Where will I sleep   
How will I ride   
What will I hunt

– May Swenson, “Question” (excerpt)

 

I remember first reading “Question” by May Swenson in college. Our poetry professor told us, straightforward, that it was about death. That the only thing we can really know about dying is that we lose our bodies, and the poem is a wondering about that—“What will that be like?” But here, the poet is not only wondering, she also fears. She asks, “What will I do?” (How can I be productive?) and, “Where will I sleep?” (Will I be able to rest?).

I recently had the experience of losing my body.

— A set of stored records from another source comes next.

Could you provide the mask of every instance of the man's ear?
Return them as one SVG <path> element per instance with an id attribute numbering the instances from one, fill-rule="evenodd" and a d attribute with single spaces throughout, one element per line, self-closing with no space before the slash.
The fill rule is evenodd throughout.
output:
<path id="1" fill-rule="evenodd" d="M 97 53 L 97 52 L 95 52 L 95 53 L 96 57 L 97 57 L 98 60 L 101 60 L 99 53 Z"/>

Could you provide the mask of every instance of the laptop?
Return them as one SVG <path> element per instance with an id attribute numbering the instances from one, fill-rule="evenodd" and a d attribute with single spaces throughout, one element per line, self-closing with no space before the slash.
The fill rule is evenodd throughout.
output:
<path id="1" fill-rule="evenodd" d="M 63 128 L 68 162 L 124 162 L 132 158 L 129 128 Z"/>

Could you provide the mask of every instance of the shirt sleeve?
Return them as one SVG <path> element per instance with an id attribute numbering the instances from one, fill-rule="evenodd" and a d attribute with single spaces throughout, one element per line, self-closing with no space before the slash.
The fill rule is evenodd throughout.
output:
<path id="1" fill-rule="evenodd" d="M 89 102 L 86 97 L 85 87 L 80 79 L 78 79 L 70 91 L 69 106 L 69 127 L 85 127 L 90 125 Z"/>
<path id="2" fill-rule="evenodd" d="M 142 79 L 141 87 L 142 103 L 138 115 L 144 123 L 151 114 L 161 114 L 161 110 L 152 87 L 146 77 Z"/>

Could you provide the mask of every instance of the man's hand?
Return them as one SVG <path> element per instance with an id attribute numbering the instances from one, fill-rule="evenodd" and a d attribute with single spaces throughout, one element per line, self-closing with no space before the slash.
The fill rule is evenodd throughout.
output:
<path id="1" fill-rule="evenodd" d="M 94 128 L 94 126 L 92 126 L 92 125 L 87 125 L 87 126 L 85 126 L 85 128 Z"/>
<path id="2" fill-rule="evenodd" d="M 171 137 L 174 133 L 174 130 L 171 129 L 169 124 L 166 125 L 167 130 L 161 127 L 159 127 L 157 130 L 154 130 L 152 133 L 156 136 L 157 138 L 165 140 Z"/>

One Saturday night in mid-autumn, just as the Texas sidewalks were finally giving up their summer heat, I was walking home from a concert with my husband, and I realized I couldn’t feel my feet. The next day, I couldn’t feel my hands or face, and by Monday I couldn’t walk. When we went to the emergency room, I was diagnosed with Guillain-Barre syndrome (GBS), an autoimmune disorder that destroys the nerves. For me, it caused temporary but near complete paralysis. I could only move my arms very close to my body, like a Tyrannosaurus Rex. During the worst part, I had double vision and difficulty swallowing. I couldn’t roll over, so it was hard to sleep, and I couldn’t chew very well, so it was hard to eat. What was less important than sleeping or eating, but rather emblematic of the experience for me, was the fact that I couldn’t do my own hair. Normally bouncy and curly, my hair looked sad every day. I also couldn’t drive. In my non-GBS-afflicted life, I enjoyed being behind the wheel—it made me feel free. Now, after a couple of months of physical and occupational therapy, I am still struggling with some fatigue but have my independence and full range of motion back. GBS can be a lot worse. It can be life threatening when paralysis extends to the diaphragm, and patients need to be on a respirator for many months, sometimes in a lot of pain, and many people do not fully recover. Although I was comparatively lucky, the disease came out of nowhere, and it was very scary.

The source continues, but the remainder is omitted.